Delores Wilson-Aguirre, of Save the Confluence, sets up a booth at the Navajo Nation Fair in Window Rock on Sept. 9, 2017. (Photo courtesy of Renae Yellowhorse.)

Scottsdale’s Confluence Partners want the Navajo Nation Council to approve a contract with them to start the Grand Canyon Escalade project. They propose the Nation give $65 million for the project’s infrastructure, agree to ban competing tourist businesses around the development and withdraw 420 acres of Navajo land for development.

Escalade supporters are pushing to create a task force of tribal lawmakers. The group would negotiate parts of the controversial bill, which proposes a tourist development at Grand Canyon Eastern rim on Navajo land.

The bill’s opponents are lobbying council members to reject negotiations and put the bill to a vote.

Larry Foster, advisor to Save the Confluence families, said the partners are in talks with council members. Foster said Escalade’s critics also lobby the same lawmakers.

Members of the council won’t go hungry, he remarked.

All the lobbying relates to a July 13 vote by the Navajo Nation Council’s Naabik’iyati’ Committee – a subgroup of the larger Navajo Nation Council that vets proposed bills. The committee overwhelmingly voted 14-2 against the Escalade bill.

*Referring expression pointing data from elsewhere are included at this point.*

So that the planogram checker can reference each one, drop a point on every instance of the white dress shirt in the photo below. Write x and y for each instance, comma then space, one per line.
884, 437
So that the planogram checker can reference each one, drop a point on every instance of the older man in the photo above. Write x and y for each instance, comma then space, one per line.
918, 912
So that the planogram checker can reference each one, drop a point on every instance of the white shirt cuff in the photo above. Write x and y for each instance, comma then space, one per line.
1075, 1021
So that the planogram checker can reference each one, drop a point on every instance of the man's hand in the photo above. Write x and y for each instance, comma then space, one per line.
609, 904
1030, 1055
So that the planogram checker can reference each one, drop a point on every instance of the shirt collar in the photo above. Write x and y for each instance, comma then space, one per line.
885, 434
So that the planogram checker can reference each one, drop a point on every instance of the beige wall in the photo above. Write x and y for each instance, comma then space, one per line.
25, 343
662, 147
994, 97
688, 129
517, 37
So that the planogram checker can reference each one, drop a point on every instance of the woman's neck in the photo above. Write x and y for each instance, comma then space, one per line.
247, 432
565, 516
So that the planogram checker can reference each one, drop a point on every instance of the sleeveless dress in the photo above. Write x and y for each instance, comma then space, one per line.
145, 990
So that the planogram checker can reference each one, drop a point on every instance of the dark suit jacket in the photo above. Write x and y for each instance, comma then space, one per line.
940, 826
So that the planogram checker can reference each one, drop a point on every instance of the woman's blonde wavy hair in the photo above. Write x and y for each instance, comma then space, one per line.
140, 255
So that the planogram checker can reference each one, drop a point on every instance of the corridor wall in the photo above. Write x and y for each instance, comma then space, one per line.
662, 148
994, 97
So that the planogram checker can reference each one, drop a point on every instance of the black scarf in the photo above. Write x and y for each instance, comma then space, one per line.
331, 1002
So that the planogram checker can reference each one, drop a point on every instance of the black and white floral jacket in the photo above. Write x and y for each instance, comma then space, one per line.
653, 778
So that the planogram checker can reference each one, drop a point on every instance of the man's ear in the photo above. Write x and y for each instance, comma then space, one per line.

The vote apparently surprised partners and Navajo Councilman Ben Bennett, Escalade’s sponsor.  Bennett had choices, put the bill on the council’s summer session agenda for a vote or delay.

He postponed the bill to the Navajo Council’s fall session.

Bennett, meanwhile, indicated plans to pursue a task force to settle the bill’s egregious sections. They include questions about how an exorbitant amount of money will be allocated to off-reservation developers when scholarships and funds for community infrastructure are scarce across the Nation. One delegate criticized a competition clause in the bill because it would wipe out his chapter’s effort to develop a tourism site.

Sign that reads No! Negotiations! Our Sacred to Ahidilii Not for Sale. Listen to your Dine'!"

Save the Confluence set up this sign on the fairgrounds in Window Rock for the Navajo Nation Fair on Saturday, Sept. 9, 2017. (Photo courtesy of Renae Yellowhorse.)

Navajo legislative officials said a task force would need a new councilman to sponsor a new bill.

Confluence Partner Rial Lamar Whitmer also recommended, instead of a task force, an ad hoc group carrying out negotiations in media reports. This ad hoc most likely would consist of tribal officials from Nation’s Department of Justice, which deemed the bill “legally insufficient.”

Navajo Legislative officials said Friday they are unaware of a new bill and the original bill has not moved. Whether the bill will appear on the tribal council’s fall agenda is Bennett’s decision, they said.

Save the Confluence, Escalade opponents, remain active. They share preservation messages with the public.

Several members attended the 71st Annual Navajo Nation Fair in Window Rock Saturday.

After the parade, the group set up near Ke’ info shop at a Window Rock flea market. They distributed anti-Escalade literature, collected signatures on petitions and spoke with Dine visitors.

“A majority of the people, who stopped by were mad that Escalade (developers) wanted $65 million, that it could be used in the (Navajo) communities,” said Delores Wilson, STC member.

STC won’t be available Sunday at the fairgrounds. They will attend the Colorado River Days 2017 Flagstaff today.

Visit with families 10 a.m.-12 p.m. Sept. 10 at Rendezvous Coffee House, 100 N. San Francisco St. in Flagstaff.

The proposed Escalade project seeks to install a tram that takes tourists from the eastern rim of the Grand Canyon to the floor where the Colorado and Little Colorado rivers meet. The plan includes a river walk and cafe near the rivers and the rim would have a hotel, a visitor center, and a parking lot.